American Exceptionalism: Is it Nationalism in Disguise?


I’ve been disturbed lately by the increased usage of the phrase “American Exceptionalism.” One longstanding critique of conservatism is that the word “conservative” has no substantial meaning beyond indicating a resistance to change. Conservatives therefore spend too much time trying to backfill an empty concept with whatever ideas they need to pass the popular agenda item of the moment.

Enter “American Exceptionalism” (AE from here on) . Rich Lowry and Ramesh Ponnuru state it plainly in a recent National Review article:

What do we, as American conservatives, want to conserve? The answer is simple: the pillars of American exceptionalism.

It should worry conservatives that they need convoluted concepts like AE to bring clarity to their ideology.

The basic idea that there are historical facts that make the United States exceptional in the history of civilization is not what I’m concerned about. Every society has some exceptional quality, something that makes it unique. What concerns me is that a theory of American Exceptionalism must provide a coherent theory of “the exceptional” or else it becomes a mere placeholder for nationalistic fervor. Either America is exceptional because of something it does, or it is exceptional simply because it is American.

In this particular case, Lowry and Ponnuru fill their version of AE with mostly positive stuff:

Exact renderings of the creed differ, but the basic outlines are clear enough. The late Seymour Martin Lipset defined it as liberty, equality (of opportunity and respect), individualism, populism, and laissez-faire economics.

Which begs the question? Why call it American Exceptionalism? Why not American Individualism or American Liberalism or just simply Libertarianism? Well because:

The creed combines with other aspects of the American character — especially our religiousness and our willingness to defend ourselves by force — to form the core of American exceptionalism.

But how is it exceptional for Americans to “defend themselves by force”? Are we supposed to believe that every other civilization has defended itself without force? or simply surrendered?

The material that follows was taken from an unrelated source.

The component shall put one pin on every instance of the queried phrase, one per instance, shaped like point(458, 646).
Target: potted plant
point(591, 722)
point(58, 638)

Moreover, last I checked, religiosity was not particularly unique in the history of mankind.

So if we’re defining American exceptionalism using factors that aren’t particularly exceptional, what exactly are we talking about?  Ironically, American exceptionalism appears to mean liberty … with exceptions made for religion and national security. But then how does this differ from nationalism, the belief that the individual’s life only has meaning within the political and cultural boundaries set forth by the “nation”?

I’ll let you answer that. But don’t use the term “American exceptionalism” in your answer.